Lecturers: Plínio Barbosa, Sandra Madureira

Starting Date: May 02, 2019
Ending Date: May 04, 2019

Places: 50

The interest in the analysis of expressive speech becomes apparent in the rising number of research projects pursuing this kind of analysis in the international scenery of Speech Sciences mainly as a result of demands concerning the aplications to the fields of speech communication and man-machine interaction. The researchers, proponents of this course, have developed an original methodological approach to analyze speech expressivity based on theoretical and methodological foundations of Experimental Phonetics. This approach has been reported in their publications. The theoretical bases referred by the researchers concern motivated relations between sound and meaning and discuss them in terms of the codes underlying sound symbolism. The methodological approach includes scripts specially developed for the analysis of expressive speech data, analysis tools and methods which follow rigorous criteria in examining the acoustic characteristics of prosodic elements, in measuring acoustic parameters, in applying statistical tests and in performing production and perception experiments. The objective of this course is to investigate, by means of acoustic phonetic analysis and perceptual protocols, speech expressivity building processes and their impressive effects on the listeners. The correlations among acoustic, perceptual and meaning dimensions are taken into account in considering the links between sound and meaning in the expression of attitudes and emotions in several speech styles. Methodological aspects based on the research works carried out by the proponents are introduced. This course will be taught in Portuguese.

Early literacy to get competent readers and writers

Lecturer: Leonor Scliar-Cabral

Starting Date: 02/05/2019
Ending Date: 04/05/2019

Places: 50

This mini-course aims at a critical reflection on the foundations of early literacy for reading and writing, in the light of the most recent advances in neuroscience, linguistics, psycholinguistics, neuropsychology, altogether with the successful experiences which took place at Lagarto (SE) and José da Laje (AL) SEMEDS (Municipal Secretaries of Education). I highlight the discontinuities between the verbal oral language acquisition and the written systems, which are a cultural invention culminating with the alphabetical systems.

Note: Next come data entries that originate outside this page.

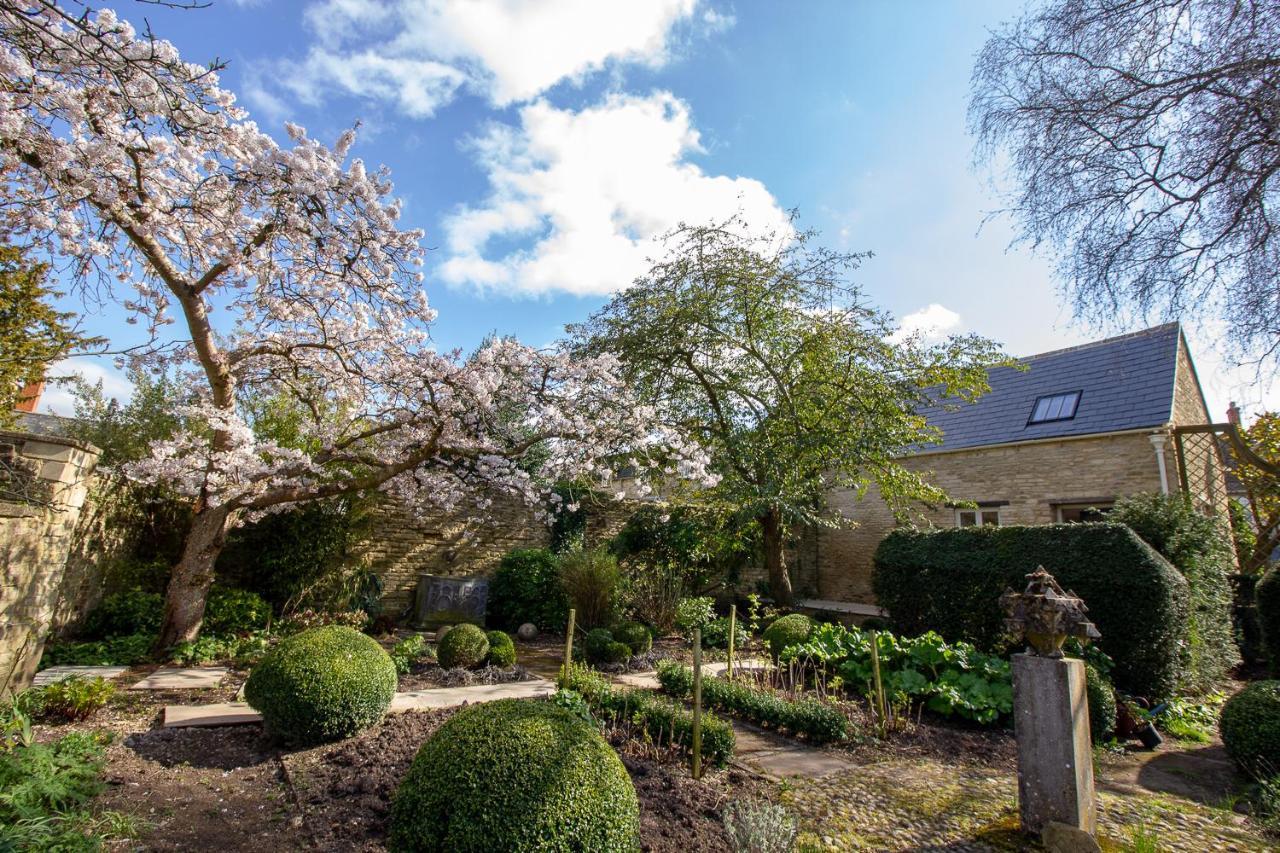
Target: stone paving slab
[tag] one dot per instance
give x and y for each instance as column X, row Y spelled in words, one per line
column 228, row 714
column 60, row 673
column 182, row 678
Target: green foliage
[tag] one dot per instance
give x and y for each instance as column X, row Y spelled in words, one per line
column 696, row 611
column 1267, row 596
column 526, row 588
column 950, row 679
column 123, row 614
column 1251, row 728
column 592, row 580
column 787, row 630
column 234, row 611
column 32, row 333
column 323, row 684
column 1102, row 705
column 406, row 652
column 45, row 790
column 1200, row 547
column 73, row 698
column 716, row 634
column 600, row 647
column 118, row 651
column 502, row 649
column 464, row 646
column 754, row 346
column 951, row 582
column 658, row 720
column 634, row 635
column 818, row 721
column 516, row 775
column 759, row 826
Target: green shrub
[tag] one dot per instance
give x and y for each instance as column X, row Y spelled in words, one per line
column 464, row 646
column 691, row 612
column 234, row 611
column 45, row 792
column 323, row 684
column 502, row 649
column 124, row 614
column 526, row 588
column 74, row 698
column 1251, row 728
column 659, row 721
column 118, row 651
column 1102, row 705
column 789, row 630
column 592, row 580
column 1267, row 601
column 635, row 637
column 516, row 775
column 1201, row 548
column 406, row 652
column 951, row 582
column 716, row 634
column 818, row 721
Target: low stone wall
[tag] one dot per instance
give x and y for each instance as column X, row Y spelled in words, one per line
column 44, row 484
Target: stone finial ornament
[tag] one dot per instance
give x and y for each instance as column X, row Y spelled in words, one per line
column 1046, row 616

Translanguaging through the lens of language politics

Lecturer: Kanavillil Rajagopalan

Starting Date: 02/05/2019
Ending Date: 04/05/2019

Places: 50

The objective of the course is to shine a light on the phenomenon of translanguaging and its origins, relating it to the geopolitical reality that we currently live in and which has had an increasing impact on the whole issue. The issue will be approached from the perspective of language politics. An attempt will be made to examine its implications in the field of language teaching – be it the teaching of mother-tongue or of some foreign language. Depending on the availability of time and the disposition of the participants, specific situations in some countries of the continents of Africa and Asia will also be looked at, for the simple reasons that most of these countries have had to live with societal multilingualism and still bear testimony to Euro pean colonialism and its nefarious aftermath.

Introduction to the Studies on Language and Society

Lecturer: Anna Christina Bentes

Starting Date: 02/05/2019
Ending Date: 04/05/2019

Places: 50

The aim of the course is to explore the relations between language, text and society, based on the articulation of knowledge produced within different fields of study: sociolinguistics, sociology of language, anthropological linguistics, text and discourse studies and applied linguistics. For this, some important concepts that cross the theoretical and analytical perspectives of these fields will be presented, especially the concepts of language, variation, style, register, discourse genres and textuality. A more specific objective is to make students develop analytical skills that allow them to face the challenges inherent to a better understanding of the relations between language and society when considering and observing specific social and communicative practices. We should reflect on how the conception of language as social practice is a starting point for the analyzes and discussions to be developed throughout the course.